Listing badly


I’m a fan of a list. Nothing gives me greater satisfaction than to write down things I have to do or items I need to buy.

Or lives I need to get.

This time of year is, of course, the ideal time for list-making.

Resolutions to be made. And discarded within days.

Dream holiday itineraries to be committed to paper. And perhaps even booked.

Diets to be embarked upon with weight and vital statistics reluctantly noted (and grieved over).

Future career or employment options investigated and caution possibly thrown to the wind where a job is concerned.

Re-evaluation of a relationship and an infamous Ross/Rachel from Friends list of pros and cons of staying or going.

I’ve done them all*. Not specifically this year but certainly over the last decade and a half, there isn’t a festive season that passed without me committing my future to a bit of paper numbered 1-5.
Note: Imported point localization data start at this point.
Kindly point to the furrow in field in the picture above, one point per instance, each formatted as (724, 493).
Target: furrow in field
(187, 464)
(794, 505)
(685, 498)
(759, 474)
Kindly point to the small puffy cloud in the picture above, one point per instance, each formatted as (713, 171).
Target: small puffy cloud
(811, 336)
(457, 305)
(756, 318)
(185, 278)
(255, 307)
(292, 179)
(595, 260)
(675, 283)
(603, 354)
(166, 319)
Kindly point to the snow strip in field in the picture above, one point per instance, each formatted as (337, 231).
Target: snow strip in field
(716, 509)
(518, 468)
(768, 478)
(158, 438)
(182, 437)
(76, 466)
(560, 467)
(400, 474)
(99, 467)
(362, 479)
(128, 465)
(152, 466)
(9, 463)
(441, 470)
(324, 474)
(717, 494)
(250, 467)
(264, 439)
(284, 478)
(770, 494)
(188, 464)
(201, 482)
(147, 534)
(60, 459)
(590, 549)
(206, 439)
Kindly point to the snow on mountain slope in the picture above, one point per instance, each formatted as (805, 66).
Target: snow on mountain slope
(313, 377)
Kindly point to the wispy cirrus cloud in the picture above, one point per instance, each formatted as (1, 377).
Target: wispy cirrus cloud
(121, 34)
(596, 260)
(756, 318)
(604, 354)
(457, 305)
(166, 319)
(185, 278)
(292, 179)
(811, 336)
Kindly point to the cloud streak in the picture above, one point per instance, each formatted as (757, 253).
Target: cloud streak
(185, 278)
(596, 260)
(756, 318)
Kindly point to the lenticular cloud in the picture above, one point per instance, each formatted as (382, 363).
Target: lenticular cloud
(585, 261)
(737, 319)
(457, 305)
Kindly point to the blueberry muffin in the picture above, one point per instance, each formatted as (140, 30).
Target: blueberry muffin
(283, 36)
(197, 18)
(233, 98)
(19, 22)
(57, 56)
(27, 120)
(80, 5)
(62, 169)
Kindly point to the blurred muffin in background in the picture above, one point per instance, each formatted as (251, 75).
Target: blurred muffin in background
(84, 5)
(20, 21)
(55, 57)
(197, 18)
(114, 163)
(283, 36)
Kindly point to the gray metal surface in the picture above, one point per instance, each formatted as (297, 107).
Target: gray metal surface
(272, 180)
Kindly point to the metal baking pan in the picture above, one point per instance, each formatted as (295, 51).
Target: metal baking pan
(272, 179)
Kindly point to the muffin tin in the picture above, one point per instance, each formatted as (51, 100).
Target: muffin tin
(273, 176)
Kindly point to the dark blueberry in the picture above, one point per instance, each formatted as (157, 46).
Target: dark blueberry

Most of my lists achieve the square root of hee-haw, though there have actually been some life-changing bits in there, too. But just writing stuff down makes me feel as if I’ve accomplished something, made a start.

Just writing stuff down.

Writing stuff down.



Yeah, I don’t need pen and paper to commit to memory the lesson from that.

So no more lists, no more procrastination through pointless activity.

Just write stuff down. That’s 2016 sorted. It’s on my to-do list.

•I couldn’t resist adding another great sitcom moment that also involves a list and one of the most quoted comedy lines ever. Altogether now: “Don’t tell him, Pike!”

*Yes, I do realise half this blog is actually a list. And previous blogs have also been nothing more than lists. I told you: I like LISTS! And also writing stuff down. In lists. I do have a tiny smidgen of self-awareness. It’s No. 4 on my list of things I know about myself.